No, this is not about Jack Kevorkian. This is about reasons for hiring a pathologist to kill someone, on the premise that a pathologist might be able to commit the perfect murder in which there would be no trace of any usable forensic evidence.
NCIS fans will remember Abby threatening to kill McGee (or was it Tony?) without leaving any forensic evidence. Someone like Abby might just be able to pull that off. A pathologist, however…I don’t know. It would have to be someone intimately involved with crime scenes, which a generalist like me would not be.
After all the CSI and similar shows on TV, anybody should be smart enough to wear gloves, shoe covers, a hair cover, disposable clothing, throw the murder weapon into the river, and not leave a cigarette butt lying around. Anybody should be smart enough not to come to the funeral, or return to the crime scene, or brag about it to someone else. Obviously there should not be any accomplices, or any witnesses. There should have been no talk about being so mad at the victim you’d like to kill him, or even wish him dead. It would be even better if the murderer lived alone and didn’t have to account for his whereabouts to family members or anyone else.

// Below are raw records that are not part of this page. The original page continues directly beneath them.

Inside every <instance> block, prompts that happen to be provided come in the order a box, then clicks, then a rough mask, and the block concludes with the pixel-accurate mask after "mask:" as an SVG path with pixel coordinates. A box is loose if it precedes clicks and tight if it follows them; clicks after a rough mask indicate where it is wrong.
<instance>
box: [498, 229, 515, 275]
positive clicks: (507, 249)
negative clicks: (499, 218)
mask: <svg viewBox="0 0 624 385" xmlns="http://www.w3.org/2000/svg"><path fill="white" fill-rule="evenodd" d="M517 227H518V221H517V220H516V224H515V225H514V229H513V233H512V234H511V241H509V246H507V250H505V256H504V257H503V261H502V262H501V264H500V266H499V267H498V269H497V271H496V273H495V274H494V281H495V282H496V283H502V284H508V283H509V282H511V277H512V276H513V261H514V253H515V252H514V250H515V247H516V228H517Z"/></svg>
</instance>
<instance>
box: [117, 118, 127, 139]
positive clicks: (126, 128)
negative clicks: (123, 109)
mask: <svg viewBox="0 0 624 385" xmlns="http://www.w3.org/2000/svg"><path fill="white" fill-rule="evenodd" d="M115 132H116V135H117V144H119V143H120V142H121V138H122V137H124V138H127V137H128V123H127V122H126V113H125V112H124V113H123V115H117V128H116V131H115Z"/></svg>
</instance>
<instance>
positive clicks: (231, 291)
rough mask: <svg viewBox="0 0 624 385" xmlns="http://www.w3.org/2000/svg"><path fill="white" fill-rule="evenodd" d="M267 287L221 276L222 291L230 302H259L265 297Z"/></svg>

(I’m using he and him in the generic sense here, not implying that only a male would either commit a murder or be a physician.)

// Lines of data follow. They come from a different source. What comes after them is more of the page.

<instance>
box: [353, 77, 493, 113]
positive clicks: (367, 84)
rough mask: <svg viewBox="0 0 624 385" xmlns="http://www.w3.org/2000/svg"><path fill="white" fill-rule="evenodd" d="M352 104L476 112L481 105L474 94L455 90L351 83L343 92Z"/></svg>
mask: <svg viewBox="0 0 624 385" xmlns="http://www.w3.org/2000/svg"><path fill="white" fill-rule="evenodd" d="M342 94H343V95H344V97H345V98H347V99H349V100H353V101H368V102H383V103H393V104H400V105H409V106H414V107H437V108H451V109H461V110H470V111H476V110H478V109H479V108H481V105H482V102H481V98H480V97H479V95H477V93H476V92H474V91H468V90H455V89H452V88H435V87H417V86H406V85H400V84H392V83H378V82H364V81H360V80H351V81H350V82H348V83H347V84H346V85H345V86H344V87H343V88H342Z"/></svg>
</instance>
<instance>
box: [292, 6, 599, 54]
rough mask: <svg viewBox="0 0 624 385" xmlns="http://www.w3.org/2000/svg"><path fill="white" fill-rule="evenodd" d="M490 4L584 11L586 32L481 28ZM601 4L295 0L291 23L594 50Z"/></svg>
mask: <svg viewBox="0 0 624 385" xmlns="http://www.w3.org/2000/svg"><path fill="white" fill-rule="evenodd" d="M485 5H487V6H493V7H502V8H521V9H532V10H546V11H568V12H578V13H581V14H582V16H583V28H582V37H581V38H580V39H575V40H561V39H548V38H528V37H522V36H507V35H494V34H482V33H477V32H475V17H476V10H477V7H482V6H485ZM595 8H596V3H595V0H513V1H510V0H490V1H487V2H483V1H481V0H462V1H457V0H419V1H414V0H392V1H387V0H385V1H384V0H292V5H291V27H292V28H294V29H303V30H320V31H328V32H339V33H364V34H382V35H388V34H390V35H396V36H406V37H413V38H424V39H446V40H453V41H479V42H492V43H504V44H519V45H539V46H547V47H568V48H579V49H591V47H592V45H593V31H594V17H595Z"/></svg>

None of this is specific to a pathologist, however. A pathologist, just by virtue of working in a hospital, would have access to much more subtle ways of killing someone. Although anybody can buy latex gloves in the paint department of Home Depot, where would one dispose of them safely? Fingerprints can be gotten off the insides of gloves these days. One might even be able to buy shoe covers and hair covers, and maybe even surgical scrubs, but again, safe disposal is a problem.

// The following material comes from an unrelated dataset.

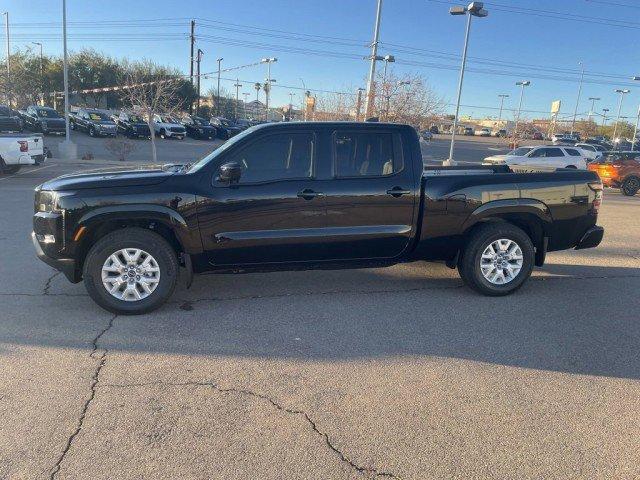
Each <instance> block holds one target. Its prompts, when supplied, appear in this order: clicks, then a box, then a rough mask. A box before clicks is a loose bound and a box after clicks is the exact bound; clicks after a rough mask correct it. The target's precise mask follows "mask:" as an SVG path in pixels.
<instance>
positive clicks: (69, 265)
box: [31, 232, 80, 283]
mask: <svg viewBox="0 0 640 480" xmlns="http://www.w3.org/2000/svg"><path fill="white" fill-rule="evenodd" d="M43 240H44V236H43V235H40V234H36V232H31V241H32V242H33V246H34V248H35V249H36V255H37V256H38V258H39V259H40V260H42V261H43V262H44V263H46V264H47V265H49V266H50V267H53V268H55V269H56V270H58V271H60V272H62V273H63V274H64V276H65V277H67V279H68V280H69V281H70V282H72V283H78V282H79V281H80V277H79V275H78V273H77V268H76V261H75V259H73V258H55V257H51V256H49V255H47V253H45V251H44V249H43V245H44V247H45V248H46V247H47V244H46V243H44V242H43ZM41 242H42V245H41Z"/></svg>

But one could dispose of bloody disposable protective gear in a red biohazard bag in a hospital, and nobody would ever open that bag once Housekeeping had taken it away to the incinerator. Even before that, nobody in his right mind would go rummaging around in a bag full of contaminated medical waste. It’s against all hospital policy dealing with biohazards. Likewise, one could buy needles and syringes in the drugstore, but how would one dispose of them after use? Only people who inject themselves regularly, like diabetics, have proper sharps containers in their homes. In the hospital, there are sharps containers everywhere, and nobody is allowed to go rummaging around in them. Once they’re full, off they go to the incinerator. The incinerator, by the way, is at a disposal center that contracts with hospitals to destroy medical waste, and picks it up on a regular basis.
Practically any hospital employee would have that kind of access.
A pathologist, or indeed any physician, could obtain drugs to use as a murder weapon. Like potassium chloride or insulin. Or succinylcholine, which was used in Murder under the Microscope. If said pathologist ended up doing the autopsy, he could conceal any incriminating findings. The problem for a pathologist would be that they aren’t normally seen around places where drugs are kept, and hospitals being what they are, somebody would be sure to see him and remark upon it. In that scenario, perhaps a surgeon or anesthesiologist might be a better candidate for a murderer. Or a nurse. Or a pharmacist.
The point being, I guess, that maybe a pathologist isn’t necessarily the best candidate to do murder for hire. A pathologist could, however, manipulate the autopsy findings.
The biggest problem would be finding a pathologist that would do it in the first place. He’d have to be awfully desperate for money.
Like, for example, he’d just lost everything in a Ponzi scheme.